L’Assemblée devrait également encourager la poursuite de la diffusion en direct et dans toutes les langues couvertes par les services d’interprétation, de ses séances publiques, de celles du Conseil économique et social (ECOSOC), des organes subsidiaires et du Conseil de sécurité.  Le Secrétariat devrait aussi tout faire pour donner accès sans restriction, dans toutes les langues officielles, aux archives vidéo de toutes les réunions publiques officielles, « en vue de promouvoir les principes de transparence et de responsabilité ». 

Les États-Unis se sont dissociés du consensus sur le paragraphe 49 de la deuxième résolution qui encourage le DPI à prendre part à une campagne de publicité globale afin de préparer la prochaine Conférence intergouvernementale chargée d’adopter le pacte mondial pour des migrations sûres, ordonnées et régulières, qui se tiendra à Marrakech, les 10 et 11 décembre 2018.  Les États-Unis ont jugé « prématuré » de promouvoir un cadre qui n’existe pas encore et qui est à priori un cadre volontaire. 

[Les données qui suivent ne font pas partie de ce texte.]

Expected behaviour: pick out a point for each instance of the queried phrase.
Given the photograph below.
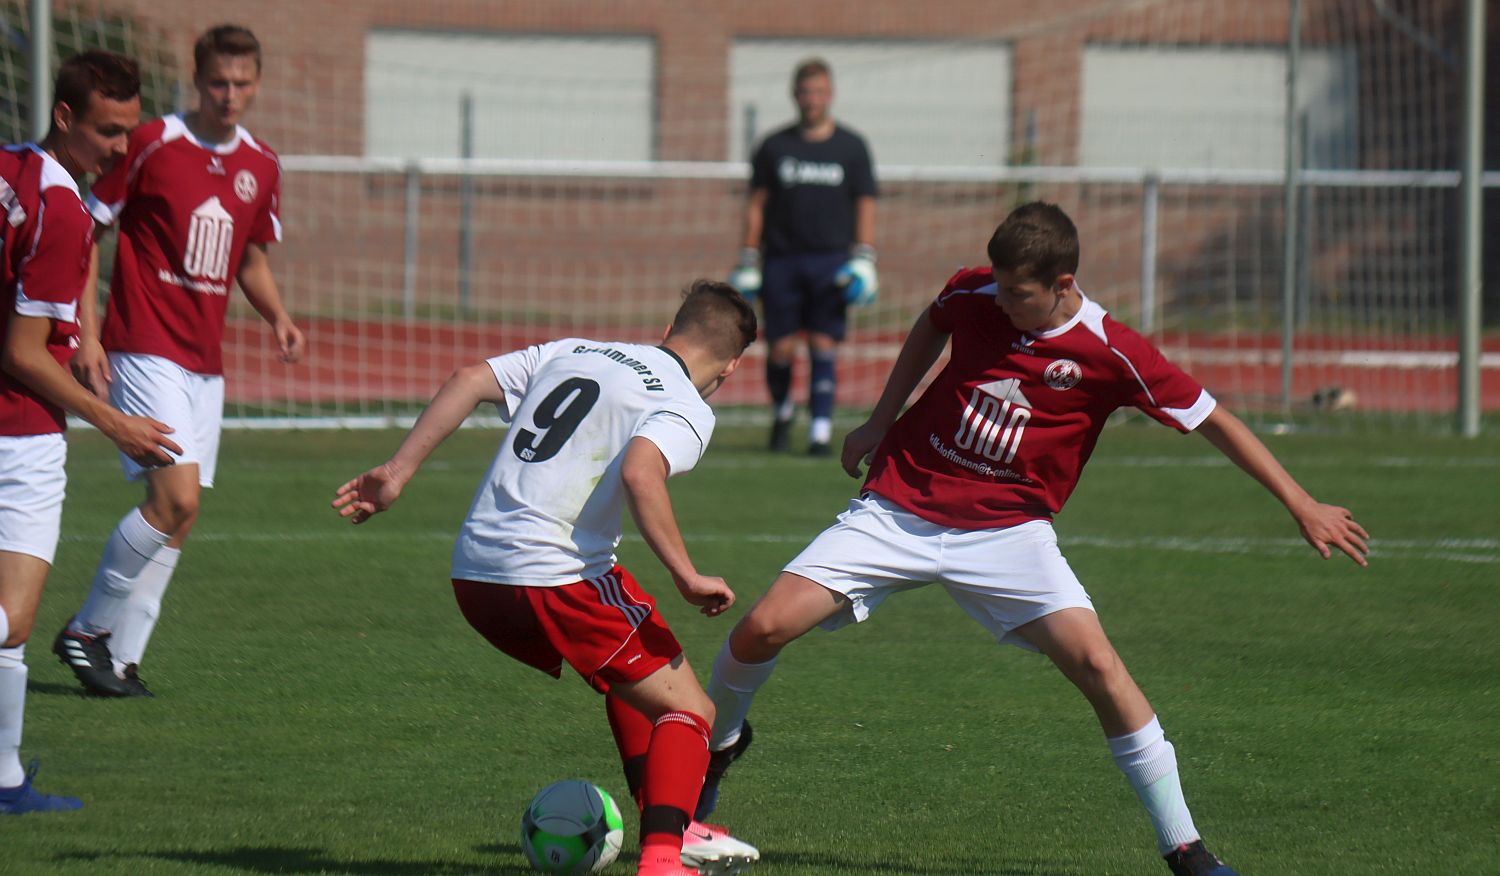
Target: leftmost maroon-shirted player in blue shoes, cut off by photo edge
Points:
(46, 254)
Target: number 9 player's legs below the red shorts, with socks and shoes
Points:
(676, 715)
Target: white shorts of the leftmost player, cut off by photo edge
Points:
(34, 476)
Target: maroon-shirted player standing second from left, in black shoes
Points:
(197, 202)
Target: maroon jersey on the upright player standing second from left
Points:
(185, 212)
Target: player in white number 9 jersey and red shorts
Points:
(596, 427)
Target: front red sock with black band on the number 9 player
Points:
(674, 778)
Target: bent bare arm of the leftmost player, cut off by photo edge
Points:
(28, 359)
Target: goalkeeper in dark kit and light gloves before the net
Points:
(809, 248)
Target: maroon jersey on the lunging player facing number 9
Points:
(1004, 431)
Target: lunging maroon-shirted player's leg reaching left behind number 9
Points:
(793, 607)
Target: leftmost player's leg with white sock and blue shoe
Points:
(22, 581)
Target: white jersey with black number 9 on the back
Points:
(550, 511)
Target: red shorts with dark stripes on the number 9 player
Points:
(605, 628)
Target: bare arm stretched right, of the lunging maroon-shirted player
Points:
(1324, 526)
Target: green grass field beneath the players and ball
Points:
(323, 707)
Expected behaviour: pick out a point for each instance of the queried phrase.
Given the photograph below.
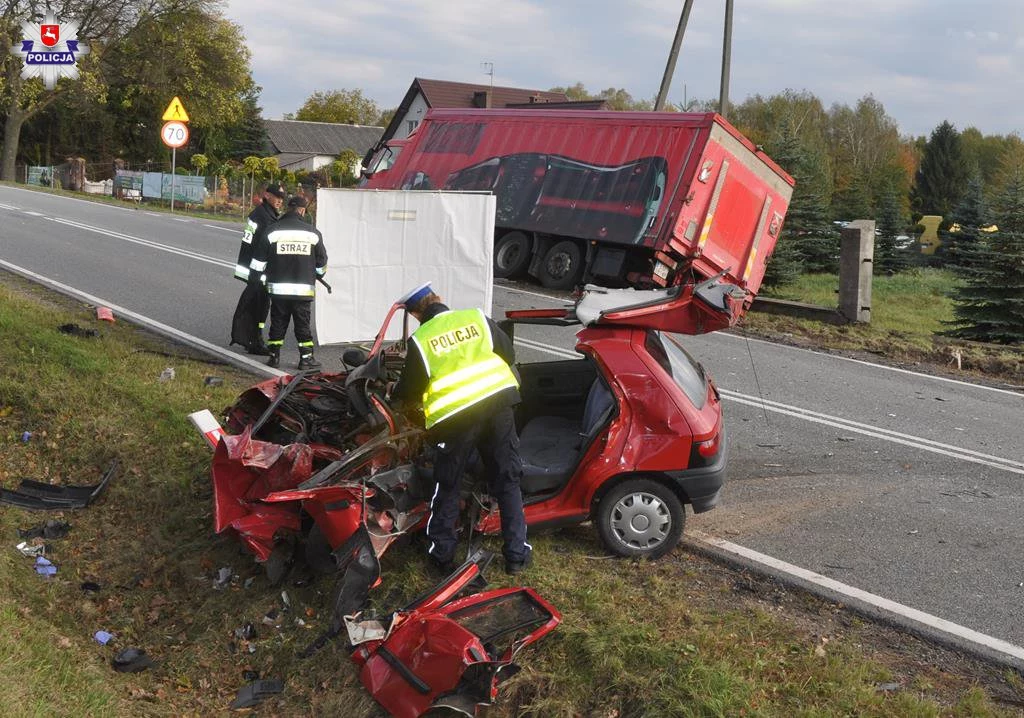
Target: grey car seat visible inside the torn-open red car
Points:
(550, 446)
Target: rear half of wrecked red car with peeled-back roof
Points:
(626, 436)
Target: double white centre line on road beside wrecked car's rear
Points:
(838, 423)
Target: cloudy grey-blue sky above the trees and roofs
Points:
(926, 61)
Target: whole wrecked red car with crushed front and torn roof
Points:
(625, 437)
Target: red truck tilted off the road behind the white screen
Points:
(622, 199)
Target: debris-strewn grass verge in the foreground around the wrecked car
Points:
(678, 638)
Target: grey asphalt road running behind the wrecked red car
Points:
(904, 485)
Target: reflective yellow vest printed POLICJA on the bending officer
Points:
(462, 367)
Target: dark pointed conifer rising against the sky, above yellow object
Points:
(941, 180)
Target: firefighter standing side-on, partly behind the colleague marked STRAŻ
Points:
(250, 315)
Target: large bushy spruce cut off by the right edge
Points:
(990, 305)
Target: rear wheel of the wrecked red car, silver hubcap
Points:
(641, 519)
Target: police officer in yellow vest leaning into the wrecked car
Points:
(460, 365)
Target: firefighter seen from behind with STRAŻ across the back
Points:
(291, 255)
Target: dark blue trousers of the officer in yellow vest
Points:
(493, 435)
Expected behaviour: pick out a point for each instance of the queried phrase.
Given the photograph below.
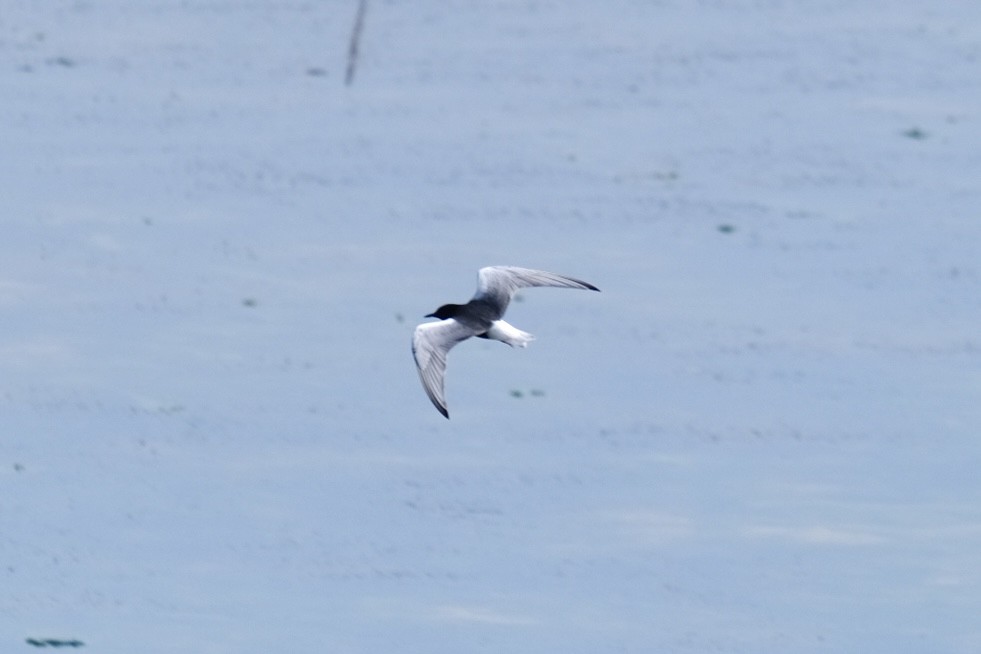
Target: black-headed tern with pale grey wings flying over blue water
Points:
(480, 317)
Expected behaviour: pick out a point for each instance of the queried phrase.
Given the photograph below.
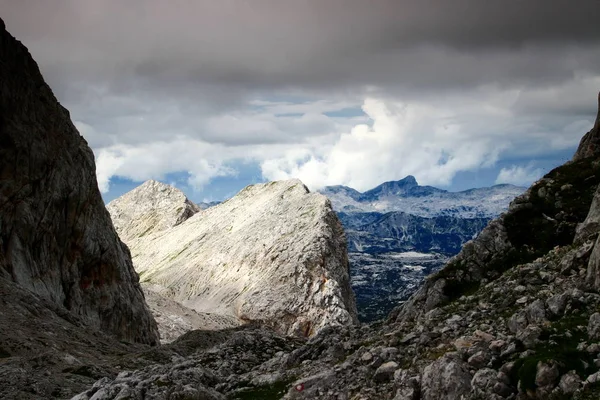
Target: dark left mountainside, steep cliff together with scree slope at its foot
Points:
(69, 296)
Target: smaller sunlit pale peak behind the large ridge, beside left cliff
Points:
(151, 207)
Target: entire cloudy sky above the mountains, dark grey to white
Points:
(214, 95)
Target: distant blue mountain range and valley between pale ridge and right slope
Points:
(400, 232)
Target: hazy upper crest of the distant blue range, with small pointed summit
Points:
(425, 201)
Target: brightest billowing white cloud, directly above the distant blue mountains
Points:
(430, 141)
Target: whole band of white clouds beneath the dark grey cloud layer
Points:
(432, 139)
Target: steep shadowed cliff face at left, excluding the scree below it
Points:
(56, 237)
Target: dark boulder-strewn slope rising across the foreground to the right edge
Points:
(515, 315)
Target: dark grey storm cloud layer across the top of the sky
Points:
(230, 46)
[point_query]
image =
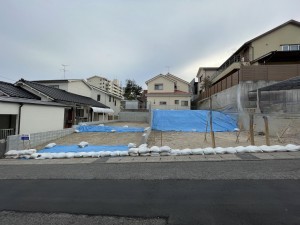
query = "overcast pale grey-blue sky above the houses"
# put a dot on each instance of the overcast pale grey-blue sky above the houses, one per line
(128, 39)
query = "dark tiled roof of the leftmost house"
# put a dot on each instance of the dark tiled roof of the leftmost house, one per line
(14, 91)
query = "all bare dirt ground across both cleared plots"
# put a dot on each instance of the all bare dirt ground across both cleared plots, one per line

Ils ont également marqué leur désaccord avec le paragraphe 46 qui demande au Secrétariat, en particulier au Département de l’information, de participer à la célébration, entre autres journées internationales, de la « Journée internationale des envois de fonds à la famille », le 16 juin.

La Fédération de Russie s’est indignée de s’être, pour la première fois depuis qu’elle participe au Comité de l’information, heurtée à l’organisation par « une » délégation d’une manifestation parallèle à la suite de laquelle des menaces physiques ont été proférées par des participants.  L’Ukraine a reconnu avoir organisé, le 9 mai, une manifestation consacrée à la façon dont on peut « contrer la propagande et la désinformation » dans l’enceinte des Nations Unies.  Le Comité n’organise pas de manifestations parallèles, a précisé son Président, mais les États Membres ont tout le loisir d’en convoquer.

Enfin, l’Arménie a reproché à l’Azerbaïdjan d’avoir abusé des différentes instances internationales, dont le Forum de Bakou sur l’Alliance des civilisations, pour propager un discours de haine contre son pays.  L’Azerbaïdjan a rétorqué que le système des Nations Unies, en particulier l’UNESCO et l’Alliance des civilisations, ont un rôle important à jouer contre l’intolérance et pour la diversité culturelle et un dialogue de paix.